A few days of dealing with life, and back at the CCIE study. I built a 2621XM and threw it on the network here for something to do. It needed new IOS, put 12.4.12 Advanced Security on it. Not sure it’s the most appropriate feature set, but it’ll do for now. I wanted a router I can just hack on to see commands and so forth, get a better feel than merely what it says in the book. I have 2 other routers and some more 2950 switches I can use to cluster a little lab together. I also need to take one of my myriad spare PC’s and make a console server, I think. Dunno. Kind of depends on how building the lab at work goes, since that’s where I think I can build my monster. We shall see…maybe I just bring more gear home from work if they let me. What the heck, it’s just an electric bill…
Anyway…all this rambling is taking way from study of RIP v2. OECG Chapter 8 covers this dusty topic, a protocol none of us really ever run anymore, but probably all touched it at one time or another in the past.

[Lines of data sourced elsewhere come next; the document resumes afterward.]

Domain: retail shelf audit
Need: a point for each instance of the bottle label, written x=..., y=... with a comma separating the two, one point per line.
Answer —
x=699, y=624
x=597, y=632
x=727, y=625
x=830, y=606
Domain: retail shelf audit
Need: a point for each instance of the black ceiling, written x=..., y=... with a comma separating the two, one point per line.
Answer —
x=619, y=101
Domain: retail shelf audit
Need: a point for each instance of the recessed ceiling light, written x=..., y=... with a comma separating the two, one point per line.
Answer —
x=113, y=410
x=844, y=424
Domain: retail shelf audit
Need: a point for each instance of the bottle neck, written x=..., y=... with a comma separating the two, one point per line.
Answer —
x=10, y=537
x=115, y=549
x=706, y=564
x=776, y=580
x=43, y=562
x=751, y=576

A summary of RIPv2 features:
- UDP port 520.
- Main metric is hop count (ergo RIP isn’t the sharpest knife in the drawer if left to itself). 15 hops is as far out as RIP can grasp. 16 hops is considered to be an infinite number of hops away.
- There is no hello interval. RIP stays in touch by receiving full routing updates periodically. There is no formal neighbor relationship.
- When RIP v2 updates, it does it with a 126.96.36.199 multicast. RIP v1 used 255.255.255.255.
- Update interval is every 30 seconds.
- No partial updates. Full updates all the time, every time. For on-demand circuits, RFC 2091 allows RIP to send a full update the first time, but not say anything else until a change happens.
- When routes change, this will trigger an update.
- Supports up to 6 equal-cost routes in the routing table, with a default of 4.
- You can authenticate both via MD5 or plaintext.
- RIP v2 is classless, as it includes the subnet mask in route advertisements. Ergo, VLSM is supported.
- Route tagging is supported (more on that later).
- There’s a “next-hop” field so that the router can advertise routes other than itself as the next-hop.
- RIP does not compute the metric for itself. Rather, RIP accepts the metric (hop count, remember?) that’s advertised to it. When the router advertises the route it’s learned, it will add 1 to the metric.